Michael Schenkel: Warum?
Clemens Schmidt: Wenn die Ziele nichts direkt greifbar Positives für die späteren Anwender mitbringen, entsteht bei ihnen sehr leicht, teilweise auch im Unterbewusstsein, eine Abwehrhaltung, eine schlechte Grundstimmung und Misstrauen gegenüber dem Vorhaben. Ein solches Umfeld wird die Einführung behindern, und damit unnötige Kosten erzeugen. Solche “unnötigen Kosten” die vor allem auch nicht einfach planbar oder absehbar sind, gilt es zu vermeiden! Hier liegt das größte Sparpotenzial bei einer Softwareeinführung!
Wenn man anfängt, aus Kostengründen wichtige Teile wie Erweiterungen, Anpassungen, Begeisterungsfaktoren, Evaluationen, Schulungen oder Workshops wegzulassen oder zu kürzen, legt man das Gesparte meist hinterher doppelt und dreifach wieder drauf, damit es überhaupt irgendwie läuft.
Michael Schenkel: Als Toolhersteller empfehlen wir nie, bei der Softwareeinführung zu sparen …
Clemens Schmidt: Das macht ja auch keinen Sinn, denn durch vermeintliche Sparmaßnahmen können sich sogar Fehler in den Bereichen Inhalt und Struktur einschleichen, deren Beseitigung zu einem späteren Zeitpunkt erhebliche Mehrkosten verursachen. Davon kann ich nur dringend abraten!
Ein von mir sehr geschätzter Handwerksmeister und erfolgreicher Unternehmer, mit dem ich zusammenarbeiten durfte, pflegte solche kurzsichtigen Sparvorhaben immer mit dem Satz: “Ja, ja, g’schpaart wird, egal was es kostet!” zu kommentieren.
Michael Schenkel: Offensichtlich stammt Ihr Handwerksmeister nicht aus Hamburg.
Clemens Schmidt: Nein, nicht direkt (lacht).
Clemens Schmidt – technisches Know-how und die Kunst es an der richtigen Stelle einzusetzen!
Michael Schenkel: Worauf kommt es also bei einer Softwareeinführung an, Projektmarketing?
Clemens Schmidt: Ehrliches, authentisches, transparentes, maßgeschneidertes, geschicktes Vorgehen in alle Richtungen, auch im Projektmarketing, ist für mich eine der “Grundfesten” einer Softwareeinführung. Das kann den Projektleiter der Softwareeinführung jede Menge Kraft und Überwindung kosten – zahlt sich aber auf lange Sicht aus.

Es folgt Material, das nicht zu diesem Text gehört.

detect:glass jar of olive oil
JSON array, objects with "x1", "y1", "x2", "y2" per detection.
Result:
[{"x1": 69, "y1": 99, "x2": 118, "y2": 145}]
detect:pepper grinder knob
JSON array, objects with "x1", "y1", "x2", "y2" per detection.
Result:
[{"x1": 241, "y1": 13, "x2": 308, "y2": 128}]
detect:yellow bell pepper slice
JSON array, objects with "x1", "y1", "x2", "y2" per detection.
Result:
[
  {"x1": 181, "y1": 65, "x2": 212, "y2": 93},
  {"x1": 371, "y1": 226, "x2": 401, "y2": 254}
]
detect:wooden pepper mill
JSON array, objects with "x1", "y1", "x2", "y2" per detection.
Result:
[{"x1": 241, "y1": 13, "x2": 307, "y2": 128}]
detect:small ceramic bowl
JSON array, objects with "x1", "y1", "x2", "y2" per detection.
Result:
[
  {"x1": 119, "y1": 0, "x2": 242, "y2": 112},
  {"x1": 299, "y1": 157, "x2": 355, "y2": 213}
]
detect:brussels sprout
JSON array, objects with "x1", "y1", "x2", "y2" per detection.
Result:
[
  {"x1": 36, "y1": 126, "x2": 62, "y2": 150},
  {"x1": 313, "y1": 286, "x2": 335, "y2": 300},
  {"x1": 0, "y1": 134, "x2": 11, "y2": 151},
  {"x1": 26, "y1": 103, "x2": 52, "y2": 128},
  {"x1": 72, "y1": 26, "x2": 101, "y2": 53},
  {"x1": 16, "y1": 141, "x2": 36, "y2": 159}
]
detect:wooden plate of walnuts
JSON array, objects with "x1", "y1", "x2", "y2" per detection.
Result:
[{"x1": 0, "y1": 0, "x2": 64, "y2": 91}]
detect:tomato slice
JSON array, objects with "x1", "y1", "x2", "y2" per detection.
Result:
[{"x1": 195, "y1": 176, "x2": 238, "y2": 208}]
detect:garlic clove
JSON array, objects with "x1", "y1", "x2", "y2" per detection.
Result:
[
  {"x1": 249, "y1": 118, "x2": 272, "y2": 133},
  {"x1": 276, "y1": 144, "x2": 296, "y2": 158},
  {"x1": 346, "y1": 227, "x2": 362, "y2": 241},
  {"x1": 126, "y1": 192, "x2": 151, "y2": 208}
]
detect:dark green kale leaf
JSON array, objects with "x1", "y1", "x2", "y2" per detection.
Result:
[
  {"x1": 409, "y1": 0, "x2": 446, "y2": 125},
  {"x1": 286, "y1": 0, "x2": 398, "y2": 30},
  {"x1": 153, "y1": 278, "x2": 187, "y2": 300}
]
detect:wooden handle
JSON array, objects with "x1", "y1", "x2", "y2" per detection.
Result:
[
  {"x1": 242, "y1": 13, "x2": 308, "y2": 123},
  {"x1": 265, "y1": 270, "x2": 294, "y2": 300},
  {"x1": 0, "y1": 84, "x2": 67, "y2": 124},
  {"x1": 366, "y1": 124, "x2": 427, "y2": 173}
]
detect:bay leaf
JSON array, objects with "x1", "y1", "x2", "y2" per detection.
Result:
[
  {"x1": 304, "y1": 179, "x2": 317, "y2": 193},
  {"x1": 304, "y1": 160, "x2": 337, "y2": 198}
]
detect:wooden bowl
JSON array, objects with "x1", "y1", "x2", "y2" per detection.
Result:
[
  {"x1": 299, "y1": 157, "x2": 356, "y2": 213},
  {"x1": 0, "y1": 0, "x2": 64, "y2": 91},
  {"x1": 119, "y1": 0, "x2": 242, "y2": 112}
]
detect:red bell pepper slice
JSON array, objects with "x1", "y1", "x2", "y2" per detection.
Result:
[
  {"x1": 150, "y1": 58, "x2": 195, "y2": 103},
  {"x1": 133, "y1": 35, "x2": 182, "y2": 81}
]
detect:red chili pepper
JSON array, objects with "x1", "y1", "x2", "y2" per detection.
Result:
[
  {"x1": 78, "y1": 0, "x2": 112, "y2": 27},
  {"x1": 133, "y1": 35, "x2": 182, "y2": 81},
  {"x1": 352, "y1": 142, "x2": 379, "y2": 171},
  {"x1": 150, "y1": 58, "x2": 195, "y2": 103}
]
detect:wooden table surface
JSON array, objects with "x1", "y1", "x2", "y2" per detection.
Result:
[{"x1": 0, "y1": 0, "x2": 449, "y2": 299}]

Michael Schenkel: Haben Sie ein Beispiel für ein gutes Marketing?
Clemens Schmidt: Sehen wir uns mal nur die Ziele einer Softwareeinführung, die vom Management forciert wird, an. Wie und wann erfahren die Anwender am Besten von diesen Zielen, oder einer neuen Lösung? Dass eine Lösung gesucht wird, sollten die Anwender sofort, so bald die ersten Maßnahmen stattfinden, erfahren. Und auch wer sich darum kümmert, und bis wann die nächste Information zu dem Projekt kommt, und die Ziele des Vorhabens.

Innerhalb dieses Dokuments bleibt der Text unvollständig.